I was reading the proof of the following Lemma:
If $E_1, E_2$ are two Lebesgue measurable sets then their union and intersection are also Lebesgue measurable.
The proof is as follows:
Denote by $m^*(E)$ the outer measure of a set $E$.
We are only going to prove the case of union of two sets, the case of intersection is proven similarly.
We know that a set $E$ is called measurable iff for every $A\subset \mathbb{R}$ it holds $$m^*(A)=m^*(A\cap E)+m^*(A\cap E^c)$$ where $E^c$ is the complement of $E$. In our case this relation holds for the sets $E_1$ and $E_2$.
Furthermore for every $A\subset \mathbb{R}$ $$A = (A\cap E) \cup (A\cap E^c)$$ and using the subadditivity of outer measure we have: $$m^*(A)\leq m^*(A\cap E)+m^*(A\cap E^c)$$
So to prove that a set is measurable we only need to prove the reverse inequality (because if they are both true then equality must hold): $$m^*(A)\geq m^*(A\cap E)+m^*(A\cap E^c)$$
Thus, in our case we want to show: $$m^*(A)\geq m^*(A\cap (E_1\cup E_2))+m^*(A\cap (E_1\cup E_2)^c)$$
We know that $E_1$ is measurable so $$m^*(A)= m^*(A\cap E_1)+m^*(A\cap E_1^c)$$
Now, this is where my trouble begins. The book states: As $E_2$ is also measurable it holds $$m^*(A\cap E_1^c)= m^*(A\cap E_1^c\cap E_2)+m^*(A\cap E_1^c\cap E_2^c)$$
I do not seem to understand where this last relation is coming from. The definition states that the first relation must hold for every subset of $\mathbb{R}$ on the left hand side, but the set $A\cap E_1^c$ is always a subset of $E_1^c$ and cannot thus run through all subsets of $\mathbb{R}$. What am I missing? The proof finishes by manipulating the last two relations and the subadditivity of outer measure.

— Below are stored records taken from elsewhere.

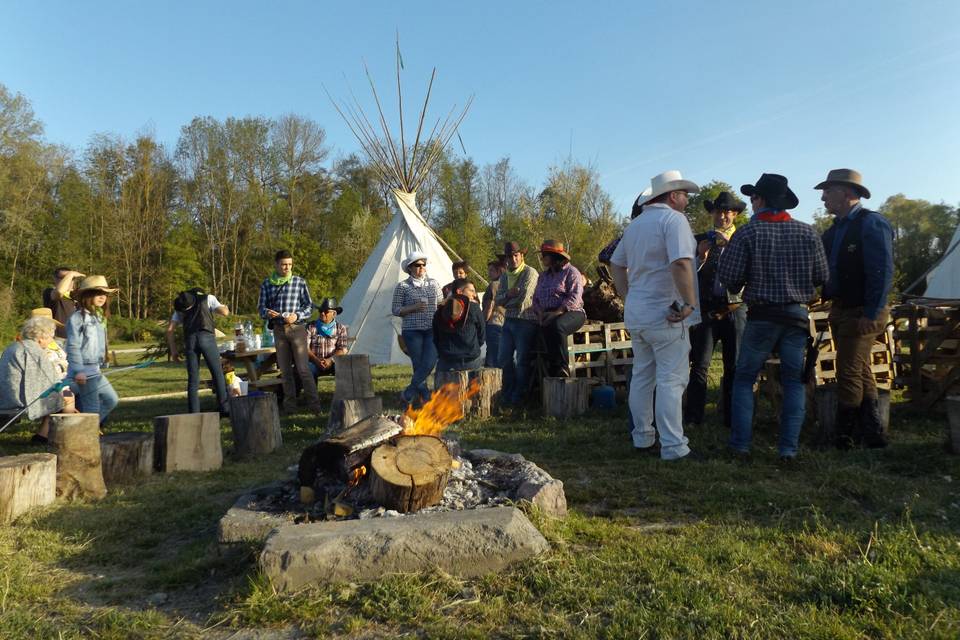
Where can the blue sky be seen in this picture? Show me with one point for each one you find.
(723, 90)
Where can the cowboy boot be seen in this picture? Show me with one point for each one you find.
(847, 423)
(873, 435)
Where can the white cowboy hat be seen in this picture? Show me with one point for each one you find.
(670, 181)
(413, 257)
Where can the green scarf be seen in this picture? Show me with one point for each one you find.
(514, 274)
(277, 280)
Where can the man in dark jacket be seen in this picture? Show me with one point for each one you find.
(458, 329)
(859, 248)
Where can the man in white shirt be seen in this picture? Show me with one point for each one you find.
(194, 309)
(653, 271)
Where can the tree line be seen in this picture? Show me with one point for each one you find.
(212, 210)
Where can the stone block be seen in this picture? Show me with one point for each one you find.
(461, 543)
(187, 442)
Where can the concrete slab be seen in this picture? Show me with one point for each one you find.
(462, 543)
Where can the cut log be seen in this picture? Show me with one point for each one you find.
(411, 474)
(26, 481)
(255, 421)
(126, 455)
(340, 454)
(75, 438)
(353, 379)
(187, 442)
(565, 397)
(346, 412)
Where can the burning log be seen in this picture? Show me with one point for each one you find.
(350, 448)
(411, 474)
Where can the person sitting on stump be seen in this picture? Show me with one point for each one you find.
(327, 338)
(458, 329)
(194, 309)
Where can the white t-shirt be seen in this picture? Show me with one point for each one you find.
(653, 240)
(212, 303)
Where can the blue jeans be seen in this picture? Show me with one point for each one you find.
(517, 337)
(760, 338)
(203, 343)
(492, 337)
(423, 356)
(96, 396)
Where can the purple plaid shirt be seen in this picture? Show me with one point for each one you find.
(562, 289)
(777, 262)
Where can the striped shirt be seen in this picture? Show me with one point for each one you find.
(292, 297)
(406, 294)
(777, 262)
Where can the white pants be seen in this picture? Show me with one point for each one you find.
(661, 361)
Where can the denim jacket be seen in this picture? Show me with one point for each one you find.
(86, 343)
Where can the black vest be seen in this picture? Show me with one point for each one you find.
(198, 317)
(848, 290)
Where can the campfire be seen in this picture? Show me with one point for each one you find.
(401, 463)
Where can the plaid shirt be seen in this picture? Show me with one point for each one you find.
(293, 297)
(405, 294)
(777, 262)
(324, 347)
(562, 289)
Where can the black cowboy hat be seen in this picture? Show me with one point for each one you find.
(328, 304)
(773, 189)
(725, 201)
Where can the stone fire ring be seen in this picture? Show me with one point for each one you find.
(462, 543)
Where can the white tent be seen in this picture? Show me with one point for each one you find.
(367, 305)
(944, 280)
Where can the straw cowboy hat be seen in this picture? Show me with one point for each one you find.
(669, 181)
(773, 189)
(725, 201)
(847, 177)
(44, 312)
(413, 257)
(95, 283)
(554, 247)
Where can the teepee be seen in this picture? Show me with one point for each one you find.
(368, 304)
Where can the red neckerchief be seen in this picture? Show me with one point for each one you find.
(774, 216)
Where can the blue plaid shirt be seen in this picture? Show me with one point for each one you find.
(293, 297)
(777, 262)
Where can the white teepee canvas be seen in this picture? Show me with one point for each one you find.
(944, 280)
(368, 304)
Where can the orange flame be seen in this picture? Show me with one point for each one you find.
(443, 409)
(356, 476)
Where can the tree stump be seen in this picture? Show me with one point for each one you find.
(352, 377)
(566, 397)
(76, 439)
(126, 455)
(411, 474)
(187, 442)
(339, 454)
(26, 481)
(346, 412)
(255, 421)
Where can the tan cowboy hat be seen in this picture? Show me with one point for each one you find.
(98, 283)
(670, 181)
(44, 312)
(847, 177)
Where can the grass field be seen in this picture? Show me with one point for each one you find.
(861, 544)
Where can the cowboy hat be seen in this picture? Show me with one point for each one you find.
(773, 189)
(95, 283)
(848, 177)
(413, 257)
(669, 181)
(328, 304)
(554, 247)
(725, 201)
(45, 312)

I have searched on SE, but couldn't find any similar questions or methods of proof. It would mean the world if somebody could give me a little insight. Thanks in advance!
Best Answer
You have already stated that $E_2$ is measurable iff for every $B\subset\mathbb{R}$
$m^*(B)=m^*(B\cap E_2)+m^*(B\cap E_2^c)$.
Set $B:=A\cap E_1^C$.